Fallada remained a popular writer in Germany after his death. But, although Little Man, What Now? had been a great success in the United States and the UK, outside of Germany Fallada faded into obscurity for decades, until American publisher Melville House Publishing reissued several Fallada titles, beginning in 2009 with Little Man, What Now?, The Drinker, and Every Man Dies Alone. Melville House licensed its edition and translation of Every Man Dies Alone to Penguin Classics in the UK, which published his last book as Alone in Berlin. In 2010, Melville House released Wolf Among Wolves in its first unexpurgated English translation.
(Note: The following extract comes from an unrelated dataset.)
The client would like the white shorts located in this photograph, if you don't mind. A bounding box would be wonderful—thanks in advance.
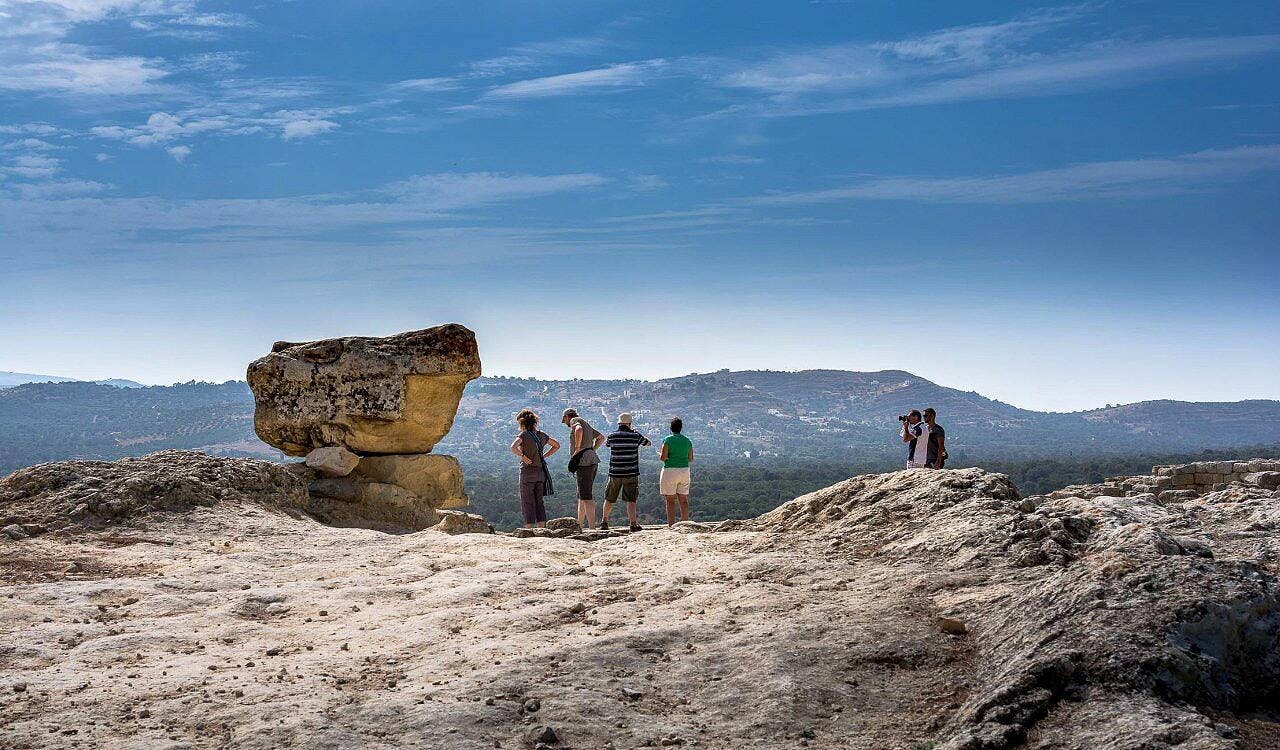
[658,466,689,495]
Other German writers who had quit the country when Hitler rose to power felt disgust for those such as Fallada who had remained, compromising their work under the Nazi regime. Most notable of these critics was Fallada's contemporary Thomas Mann, who had fled Nazi repression early on and lived abroad. He expressed harsh condemnation for writers like Fallada, who though opponents of Nazism made concessions which compromised their work. “It may be superstitious belief, but in my eyes, any books which could be printed at all in Germany between 1933 and 1945 are worse than worthless and not objects one wishes to touch. A stench of blood and shame attaches to them. They should all be pulped.”

The Hans Fallada Prize, a literary prize awarded by the city of Neumünster, was named after the author.